Consider the last line of the example. You probably expect it to invoke B::operator , (double) , but this is what is printed to the standard output:

A::operator , (int)

Why? Well, because of the associativity of the comma operator and the return type of your overloads. First, the expression b, "hello" is evaluated, and that returns a reference to A . Then, on the result of this expression, the function A::operator , (3.2) will be invoked. A has a viable function, which is the one accepting an int . And that one gets selected. B 's overload is not seen because the result of the first expression b, "hello" is of type A& .

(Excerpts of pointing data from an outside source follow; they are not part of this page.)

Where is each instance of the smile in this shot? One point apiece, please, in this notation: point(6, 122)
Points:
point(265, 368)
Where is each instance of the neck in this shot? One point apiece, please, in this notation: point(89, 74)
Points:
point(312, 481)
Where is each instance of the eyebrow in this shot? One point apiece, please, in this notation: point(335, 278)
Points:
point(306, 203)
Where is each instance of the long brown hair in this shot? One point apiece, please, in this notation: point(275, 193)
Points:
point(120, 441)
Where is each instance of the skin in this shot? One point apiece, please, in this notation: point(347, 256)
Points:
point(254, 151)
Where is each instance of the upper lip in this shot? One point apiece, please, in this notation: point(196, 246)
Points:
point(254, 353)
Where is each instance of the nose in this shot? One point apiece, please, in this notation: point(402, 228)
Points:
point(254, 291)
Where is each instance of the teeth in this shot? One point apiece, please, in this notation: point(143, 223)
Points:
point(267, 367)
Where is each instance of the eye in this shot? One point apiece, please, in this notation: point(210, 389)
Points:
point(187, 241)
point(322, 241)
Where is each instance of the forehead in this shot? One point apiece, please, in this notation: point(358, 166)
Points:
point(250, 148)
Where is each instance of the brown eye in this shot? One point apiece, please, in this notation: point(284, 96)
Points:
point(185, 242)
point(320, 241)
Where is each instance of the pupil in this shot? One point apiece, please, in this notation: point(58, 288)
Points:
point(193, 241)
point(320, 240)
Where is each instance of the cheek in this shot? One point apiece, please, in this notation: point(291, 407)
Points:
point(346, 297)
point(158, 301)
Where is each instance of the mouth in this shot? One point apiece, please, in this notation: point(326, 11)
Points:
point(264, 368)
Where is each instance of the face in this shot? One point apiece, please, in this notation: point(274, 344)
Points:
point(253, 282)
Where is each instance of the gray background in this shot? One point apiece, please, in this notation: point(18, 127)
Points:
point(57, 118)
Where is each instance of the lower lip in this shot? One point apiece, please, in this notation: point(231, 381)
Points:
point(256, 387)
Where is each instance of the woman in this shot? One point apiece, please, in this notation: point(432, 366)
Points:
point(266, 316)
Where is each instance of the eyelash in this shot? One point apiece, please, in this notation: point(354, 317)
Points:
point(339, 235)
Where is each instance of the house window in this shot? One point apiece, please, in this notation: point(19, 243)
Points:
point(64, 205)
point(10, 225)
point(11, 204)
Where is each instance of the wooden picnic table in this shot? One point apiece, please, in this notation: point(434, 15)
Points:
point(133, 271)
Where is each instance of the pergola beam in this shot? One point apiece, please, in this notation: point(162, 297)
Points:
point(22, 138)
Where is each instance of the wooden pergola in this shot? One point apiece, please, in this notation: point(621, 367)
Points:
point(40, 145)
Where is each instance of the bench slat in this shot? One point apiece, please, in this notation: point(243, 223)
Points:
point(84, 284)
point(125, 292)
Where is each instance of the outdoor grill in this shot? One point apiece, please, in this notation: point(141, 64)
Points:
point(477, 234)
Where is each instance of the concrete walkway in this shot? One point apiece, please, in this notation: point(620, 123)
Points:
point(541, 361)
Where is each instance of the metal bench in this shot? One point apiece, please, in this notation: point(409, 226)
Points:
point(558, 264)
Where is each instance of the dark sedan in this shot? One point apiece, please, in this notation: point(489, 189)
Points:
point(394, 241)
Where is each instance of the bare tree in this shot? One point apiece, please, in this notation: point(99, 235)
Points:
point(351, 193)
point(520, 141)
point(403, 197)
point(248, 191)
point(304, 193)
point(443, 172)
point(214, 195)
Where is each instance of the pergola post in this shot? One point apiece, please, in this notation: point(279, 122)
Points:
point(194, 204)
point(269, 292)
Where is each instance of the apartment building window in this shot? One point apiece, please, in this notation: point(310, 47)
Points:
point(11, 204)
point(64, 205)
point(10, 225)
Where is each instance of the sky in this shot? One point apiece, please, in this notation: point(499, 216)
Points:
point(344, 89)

So how to solve it? You can use a design pattern called CRTP ("Curiously Recurring Template Pattern") and turn your definitions of A and B into the following:

template<typename T>
struct A
{
    T& operator , (int) 
    { cout << "A::operator , (int)" << endl; return *(static_cast<T*>(this)); }

    T& operator , (string) 
    { cout << "A::operator , (string)" << endl; *(static_cast<T*>(this)); }
};

struct B : A<B>
{
    using A::operator ,;
    B& operator , (double) 
    { cout << "B::operator , (double)" << endl; return *this; }
};

This way, the last line of the main() function in the example above will print what you expect to the standard output:

A::operator , (string)
B::operator , (double)